- The Japanese Justice Ministry is reportedly considering reworking an asset seizure law to provide a provision allowing crypto assets to be seized in cases of organised crime.
- A possible revision to the Act on the Punishment of Organized Crimes and the Control of Proceeds of Crime (1999) will indeed allow federal agents and courts to capture crypto assets used in criminal activity such as money laundering.
- According to local media reports, the Justice Ministry will need to discuss the situation with the Legislative Council first before proceeding.
The country’s justice ministry decided to grant authorities the power to seize illicit cryptoassets just days after Japan’s parliament passed a bill restricting stablecoins.
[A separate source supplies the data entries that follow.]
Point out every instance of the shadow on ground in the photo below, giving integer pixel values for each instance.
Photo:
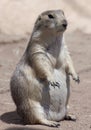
(22, 128)
(11, 118)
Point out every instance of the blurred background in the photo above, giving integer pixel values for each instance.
(17, 18)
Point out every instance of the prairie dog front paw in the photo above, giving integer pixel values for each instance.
(52, 82)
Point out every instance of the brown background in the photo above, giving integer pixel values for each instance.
(17, 18)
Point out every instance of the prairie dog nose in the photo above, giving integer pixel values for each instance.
(64, 23)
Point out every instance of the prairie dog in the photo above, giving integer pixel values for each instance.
(40, 82)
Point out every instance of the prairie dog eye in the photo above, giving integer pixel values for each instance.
(50, 16)
(39, 18)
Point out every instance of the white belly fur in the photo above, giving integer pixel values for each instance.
(54, 98)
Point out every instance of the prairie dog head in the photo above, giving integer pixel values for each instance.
(51, 21)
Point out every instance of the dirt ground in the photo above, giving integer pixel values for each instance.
(80, 100)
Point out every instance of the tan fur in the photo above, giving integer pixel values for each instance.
(40, 83)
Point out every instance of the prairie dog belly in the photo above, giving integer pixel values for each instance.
(54, 98)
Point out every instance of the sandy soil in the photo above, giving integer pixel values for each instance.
(16, 22)
(80, 101)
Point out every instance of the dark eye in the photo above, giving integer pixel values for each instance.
(39, 18)
(50, 16)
It’s expected that this will include a clause that allows crypto to be hijacked in such situations. A proposed amendment to the Act on Organized Crime and the Control of Proceeds of Crime (1999) would allow law enforcement and judges to confiscate crypto-assets used in illegal activities like money laundering.
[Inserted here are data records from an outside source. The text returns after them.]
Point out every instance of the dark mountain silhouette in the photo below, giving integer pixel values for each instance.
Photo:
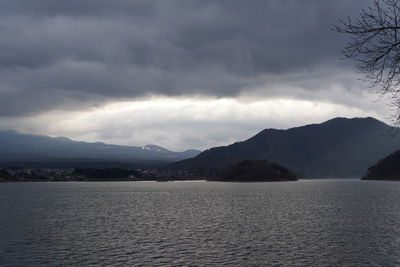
(256, 171)
(386, 169)
(336, 148)
(26, 148)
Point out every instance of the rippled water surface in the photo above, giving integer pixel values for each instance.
(321, 222)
Before moving forward, the Justice Ministry will need to consult with the Legislative Council on the matter.
Currently, the law governing organised crime punishment does not clearly state how to come to grips with crypto-assets deemed illegal. Crime networks may exploit this by using cryptocurrency to launder money and break laws.
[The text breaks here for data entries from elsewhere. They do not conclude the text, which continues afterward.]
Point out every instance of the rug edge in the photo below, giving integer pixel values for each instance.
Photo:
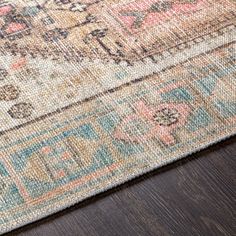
(112, 186)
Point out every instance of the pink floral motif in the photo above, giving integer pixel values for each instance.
(137, 15)
(149, 122)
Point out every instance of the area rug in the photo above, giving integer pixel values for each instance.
(96, 92)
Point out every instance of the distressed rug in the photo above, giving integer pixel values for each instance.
(96, 92)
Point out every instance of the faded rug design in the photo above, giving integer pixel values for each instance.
(96, 92)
In January 2018, hackers used malicious emails to steal $534 million from cryptocurrency exchange CoinCheck in Japan, making it the country’s largest cryptocurrency loss.
In August 2021, hackers stole nearly $100 million from Japanese crypto exchange Liquid, mostly in bitcoin and ether.
The ministry will take assistance from the Legislative Council to guarantee that all criminal assets are impounded. As early as this month, the latter will recommend the Justice Minister. They will begin ongoing discussions to change the law after that.
The only assets that can be seized under current legislation are physical property, monetary claims, and mobile assets such as machinery, cars, tools, and supplies. Cryptocurrency, on the other hand, does not fit into any of those categories.
Regulators around the world are concerned about the risks of financial fraud and money laundering, and they are under mounting demands to pass cryptoasset legislation as digital currencies become more ubiquitous.
Concealment of cryptocurrencies may be challenging legally due to the fact that most cryptocurrencies are resilient to seizure. Before the government can access the illicit funds, it will need to know the individual’s identity, bitcoin addresses, and private keys.
The study was published just days after the Japanese government passed legislation prohibiting non-banking entities from producing stablecoins. This is part of a larger effort to lower system risk and improve consumer safety.
Only licensed banks, registered money transfer agencies, and local trust organisations are permitted to develop and issue stablecoins under the law.
There will be no further delays with the law amendment if all of the required details are managed to keep in the correct order. It would be approved by the cabinet, then signed by the parliament. With such moves and the essence of the proposal, there would be no opposition to its implementation.
In addition, the law specifies some of the types of assets that officials may seize. However, the fact that cryptocurrency does not correspond to any type is still perplexing. Money claims, physical property, and mobile assets such as vehicles, supplies, tools, and machinery are all on the list.